PCAOB finds common threads in ICFR audit deficiencies

BY KEN TYSIAC

Insufficient testing of controls and failure to properly evaluate control deficiencies were among the common findings that led the PCAOB to issue a summary of observations from 2010 inspections of audits of internal control over financial reporting.

The PCAOB on Monday released a 31-page report on deficiencies in firms’ audits of internal control over financial reporting. The report does not identify individual audits, but includes information summarized from inspections.

Deficiencies found under PCAOB Auditing Standard No. 5, An Audit of Internal Control Over Financial Reporting That Is Integrated With An Audit of Financial Statements, were included in the report, which was issued to help inform auditors on common problems to avoid.

In 46 of the 309 audit engagements inspected by the PCAOB in 2010 that were referenced in the report, the PCAOB found that the firm had failed to obtain enough evidence to support its audit opinion on the effectiveness of internal control.

In an additional 50 of the 309 audit inspections, the PCAOB found what it considered to be deficiencies in firms’ quality-control systems that required remediation. Those deficiencies did not mean the audited companies had materially misstated financial statements or had inadequate internal controls. Rather, the deficiencies generally indicated failure by engagement teams to comply with their firms’ methodologies, according to the report.

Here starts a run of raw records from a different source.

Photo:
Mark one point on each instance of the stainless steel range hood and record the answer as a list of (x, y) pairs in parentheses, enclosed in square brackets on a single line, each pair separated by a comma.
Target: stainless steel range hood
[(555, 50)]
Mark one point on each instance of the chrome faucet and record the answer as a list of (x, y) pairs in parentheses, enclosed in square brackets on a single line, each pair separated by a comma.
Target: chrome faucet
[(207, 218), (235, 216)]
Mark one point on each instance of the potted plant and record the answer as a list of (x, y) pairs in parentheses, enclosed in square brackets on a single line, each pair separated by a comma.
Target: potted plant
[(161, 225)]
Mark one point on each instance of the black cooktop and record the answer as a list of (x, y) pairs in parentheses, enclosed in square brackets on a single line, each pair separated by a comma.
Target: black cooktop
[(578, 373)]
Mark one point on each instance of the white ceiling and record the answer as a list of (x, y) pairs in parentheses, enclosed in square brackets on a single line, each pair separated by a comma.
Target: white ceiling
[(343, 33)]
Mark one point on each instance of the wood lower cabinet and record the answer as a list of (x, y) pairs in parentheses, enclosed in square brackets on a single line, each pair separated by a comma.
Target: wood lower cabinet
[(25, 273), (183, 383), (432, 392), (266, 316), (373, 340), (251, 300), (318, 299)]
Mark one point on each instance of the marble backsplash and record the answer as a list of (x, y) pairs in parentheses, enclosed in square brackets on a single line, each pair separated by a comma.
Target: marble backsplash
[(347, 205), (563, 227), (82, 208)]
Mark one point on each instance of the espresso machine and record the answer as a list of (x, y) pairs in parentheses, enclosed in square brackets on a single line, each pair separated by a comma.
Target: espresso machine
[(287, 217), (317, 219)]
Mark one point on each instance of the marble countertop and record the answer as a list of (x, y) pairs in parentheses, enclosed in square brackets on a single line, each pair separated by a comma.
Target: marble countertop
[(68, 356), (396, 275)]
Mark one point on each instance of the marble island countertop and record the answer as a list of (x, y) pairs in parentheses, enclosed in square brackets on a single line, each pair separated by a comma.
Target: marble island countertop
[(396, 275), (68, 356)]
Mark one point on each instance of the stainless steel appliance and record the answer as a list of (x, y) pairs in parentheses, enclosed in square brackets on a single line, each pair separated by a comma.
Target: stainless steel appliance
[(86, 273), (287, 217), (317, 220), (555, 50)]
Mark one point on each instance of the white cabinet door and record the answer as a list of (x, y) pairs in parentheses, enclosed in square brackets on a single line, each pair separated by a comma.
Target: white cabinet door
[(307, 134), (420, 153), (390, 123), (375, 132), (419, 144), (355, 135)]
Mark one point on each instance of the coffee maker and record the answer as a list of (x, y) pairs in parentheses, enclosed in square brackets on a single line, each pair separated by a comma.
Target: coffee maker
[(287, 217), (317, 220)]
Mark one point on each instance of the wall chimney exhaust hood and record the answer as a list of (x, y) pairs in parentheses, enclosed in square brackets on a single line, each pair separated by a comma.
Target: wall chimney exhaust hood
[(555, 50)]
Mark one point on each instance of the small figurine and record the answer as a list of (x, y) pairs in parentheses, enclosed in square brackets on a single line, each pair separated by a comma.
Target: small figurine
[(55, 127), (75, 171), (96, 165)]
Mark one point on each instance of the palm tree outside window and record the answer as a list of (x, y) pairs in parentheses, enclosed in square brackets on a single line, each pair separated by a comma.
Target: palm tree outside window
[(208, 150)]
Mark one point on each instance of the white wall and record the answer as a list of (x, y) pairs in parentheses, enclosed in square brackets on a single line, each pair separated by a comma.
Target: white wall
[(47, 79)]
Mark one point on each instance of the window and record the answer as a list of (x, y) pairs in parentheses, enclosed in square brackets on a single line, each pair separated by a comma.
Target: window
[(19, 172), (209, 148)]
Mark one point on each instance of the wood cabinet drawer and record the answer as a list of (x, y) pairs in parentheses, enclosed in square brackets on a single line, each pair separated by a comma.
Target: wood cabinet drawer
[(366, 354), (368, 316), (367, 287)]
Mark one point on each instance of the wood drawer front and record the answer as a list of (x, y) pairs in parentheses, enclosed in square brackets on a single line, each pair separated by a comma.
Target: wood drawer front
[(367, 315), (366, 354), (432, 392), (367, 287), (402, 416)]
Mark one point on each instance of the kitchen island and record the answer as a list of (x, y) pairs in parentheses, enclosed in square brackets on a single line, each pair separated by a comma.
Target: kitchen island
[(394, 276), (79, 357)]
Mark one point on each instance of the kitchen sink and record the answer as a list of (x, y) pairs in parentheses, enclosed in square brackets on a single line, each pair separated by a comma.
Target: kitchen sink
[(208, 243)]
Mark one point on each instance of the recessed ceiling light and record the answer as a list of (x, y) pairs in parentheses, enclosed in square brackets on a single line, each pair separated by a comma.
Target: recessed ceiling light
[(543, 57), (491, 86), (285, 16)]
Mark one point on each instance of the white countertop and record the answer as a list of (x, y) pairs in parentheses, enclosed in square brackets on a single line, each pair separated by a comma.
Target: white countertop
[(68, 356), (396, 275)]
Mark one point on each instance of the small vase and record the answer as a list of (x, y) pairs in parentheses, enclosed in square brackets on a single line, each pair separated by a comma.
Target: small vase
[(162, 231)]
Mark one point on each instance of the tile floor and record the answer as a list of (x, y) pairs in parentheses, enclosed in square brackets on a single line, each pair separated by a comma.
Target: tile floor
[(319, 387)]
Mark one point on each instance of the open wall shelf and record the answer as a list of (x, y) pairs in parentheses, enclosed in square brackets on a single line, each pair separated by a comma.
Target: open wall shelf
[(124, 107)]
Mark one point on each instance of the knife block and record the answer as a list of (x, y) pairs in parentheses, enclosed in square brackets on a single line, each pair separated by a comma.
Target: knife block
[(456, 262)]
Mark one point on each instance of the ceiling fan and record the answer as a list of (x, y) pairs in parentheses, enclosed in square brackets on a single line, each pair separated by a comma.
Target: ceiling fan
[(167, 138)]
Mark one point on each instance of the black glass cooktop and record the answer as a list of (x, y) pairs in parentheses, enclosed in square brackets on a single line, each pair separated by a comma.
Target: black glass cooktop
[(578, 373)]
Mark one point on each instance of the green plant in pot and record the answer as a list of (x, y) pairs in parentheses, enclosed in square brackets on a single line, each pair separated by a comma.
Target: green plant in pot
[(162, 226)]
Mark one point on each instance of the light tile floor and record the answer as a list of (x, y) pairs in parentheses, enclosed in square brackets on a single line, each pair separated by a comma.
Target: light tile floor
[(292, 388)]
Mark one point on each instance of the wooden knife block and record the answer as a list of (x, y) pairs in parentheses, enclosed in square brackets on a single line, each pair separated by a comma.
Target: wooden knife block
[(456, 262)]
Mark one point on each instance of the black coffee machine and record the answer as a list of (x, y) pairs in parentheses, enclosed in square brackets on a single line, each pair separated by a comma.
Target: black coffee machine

The most commonly identified deficiencies named in the report were firms’ failures to:

  • Identify and test controls that are intended to address the risks of material misstatement.
  • Sufficiently test the design and operating effectiveness of management review controls that are used to monitor the results of operations, such as:
    • Monthly comparisons of budget and actual results to forecasts for revenues and expenses.
    • Comparisons of other metrics, such as profit margins and certain expenses as a percentage of sales.
    • Quarterly balance sheet reviews.
  • Obtain sufficient evidence to update the results of testing of controls from an interim date to the company’s year end (the roll-forward period).
  • Sufficiently test the system-generated data and reports that support important controls.
  • Sufficiently perform procedures regarding the use of the work of others.
  • Sufficiently evaluate identified control deficiencies and consider their effect on both the financial statement audit and the audit of internal control.


“These findings have increased to a point over the last couple of years where we wanted to put out this … report,” PCAOB Director of Registration and Inspections Helen Munter said last week at the AICPA Conference on Current SEC and PCAOB Developments in Washington.

Potential root causes of the deficiencies described in the report included:

  • Improper application of the top-down approach to the audit of internal control as required by AS No. 5.
  • Decreases in audit firm staffing through attrition or other reductions, and related workload pressures.
  • Insufficient firm training and guidance, including examples of how to apply PCAOB standards and the firm’s methodology.
  • Ineffective communication with the firm’s information system specialists on the engagement team.


Cindy Fornelli, executive director of the Center for Audit Quality (CAQ), said the auditing profession recognizes the need for improving performance in this area and has devoted significant resources to the effort over the past year. The CAQ is affiliated with the AICPA.

“We encourage all auditors to consider the items noted in planning and performing public company audits,” Fornelli said. “We also encourage preparers and audit committee members to familiarize themselves with the report as it may contain observations that might be useful in improving upon the design or operating effectiveness of internal control over financial reporting.”